For those of you having a hard time keeping up.  Benzene is bad.  Linking it to cancer doesn't make it worse, it dilutes the impact.  Everything causes cancer, even things that are 'good' for or to us.

If I knew nothing of benzene, and someone came up and told me benzene is bad because it causes cancer, I'd shrug and walk away.  If that same person came up to the same me and ran down a list of the specific horrors benzene is capable of visiting on humanity, I'd probably pay attention, take notes, try to mitigate its impact on me and mine.

Get it? Probably not.

TXsharon
TXsharon

@RTGolden1 I have chosen to not use any of those products you listed. When they pump benzene right through the aquifers, we don't get a choice.

itchyjack
itchyjack

@RTGolden1 When you're ready - I'll pay for the study of the results you enjoy subsequent to a month of bathing with benzene, brushing your teeth with benzene, washing your clothes with benzene, and cleaning your home with benzene.


Let me know Jack.

DonkeyHotay
DonkeyHotay topcommenter

@bmarvel ... he's busy planning for the 5¢  plastic bag fee apocalypse.

everlastingphelps
everlastingphelps topcommenter

@Kerry_Okie Blaming fracking is magical thinking.  I'm sorry your brother died, but if it had a cause other than genetics, then that cause was decades old, not years.

RTGolden1
RTGolden1 topcommenter

@Kerry_Okie Sorry for your loss.  I'm not about to try and diagnose the cause of his MDS, since.... "Despite more than a decade of dedicated effort from epidemiologists, clinicians and scientists, the cause of MDS remains largely unknown. It is inevitable that the different subtypes of MDS will have different causes. - http://www.mds-and-you.info/for-patients/first-questions/mds-what-causes-it.

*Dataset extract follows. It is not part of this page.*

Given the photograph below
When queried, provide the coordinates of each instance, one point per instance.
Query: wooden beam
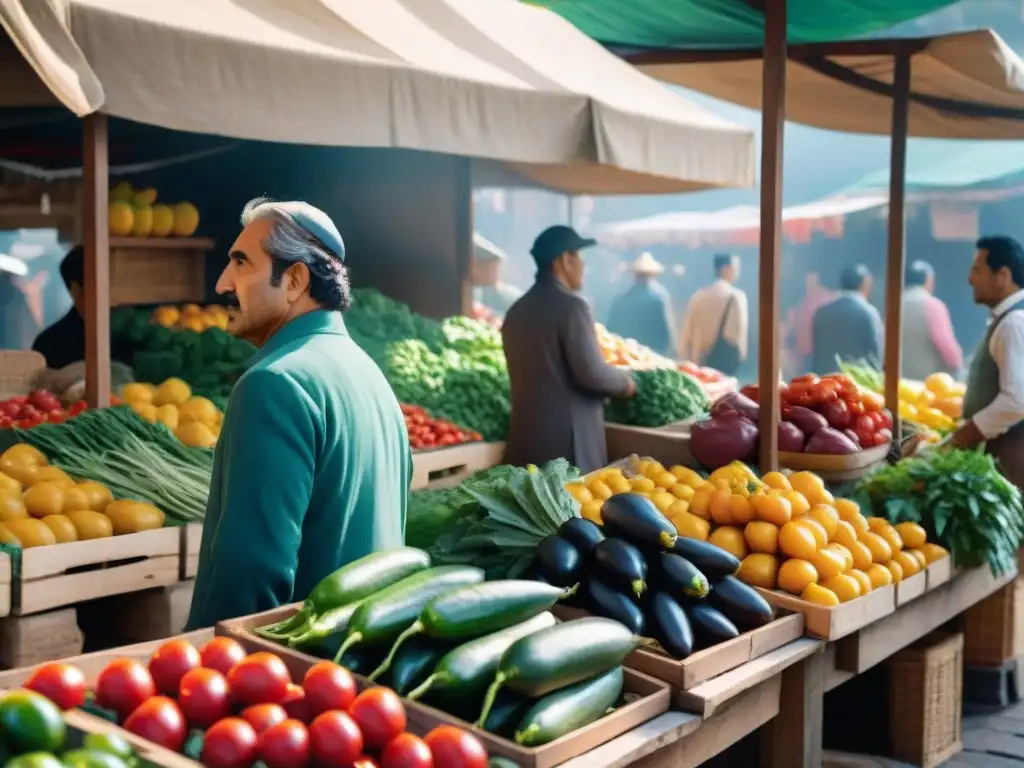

Everything I've ever read or heard about MDS lists long-term exposure to 'benzene or other industrial chemicals' as a risk factor, not a cause.  In addition, 3-years from exposure to death seems quite rapid for a disease that can take up to 10, 20, 30 or even 40 years to develop.  Again, not trying to diagnose or refute your comment, I'm certainly no doctor.  It just seemed a little odd.

ozonelarryb
ozonelarryb

Very typical of extraction based economies. Screw the residents, kill a few workers. But the regulators got taken care of.

itchyjack
itchyjack

@RTGolden1 But you did not do either.  Rather, you chose curtain number three - create a list of 'false equivalence'.

RTGolden1
RTGolden1 topcommenter

@ozonelarryb TX hardly has an extraction economy, with 84% of non-farm jobs being in the service, hospitality or professional sectors, we don't really qualify as what Fischer, Clark, Fourestie would consider extraction-based.

We could be heading backwards, economically, moving from a developed to a developing economy, as mining/logging is the fastest growing sector, percentage-wise.

RTGolden1
RTGolden1 topcommenter

@itchyjack @RTGolden1 Got it.  You might require pictures.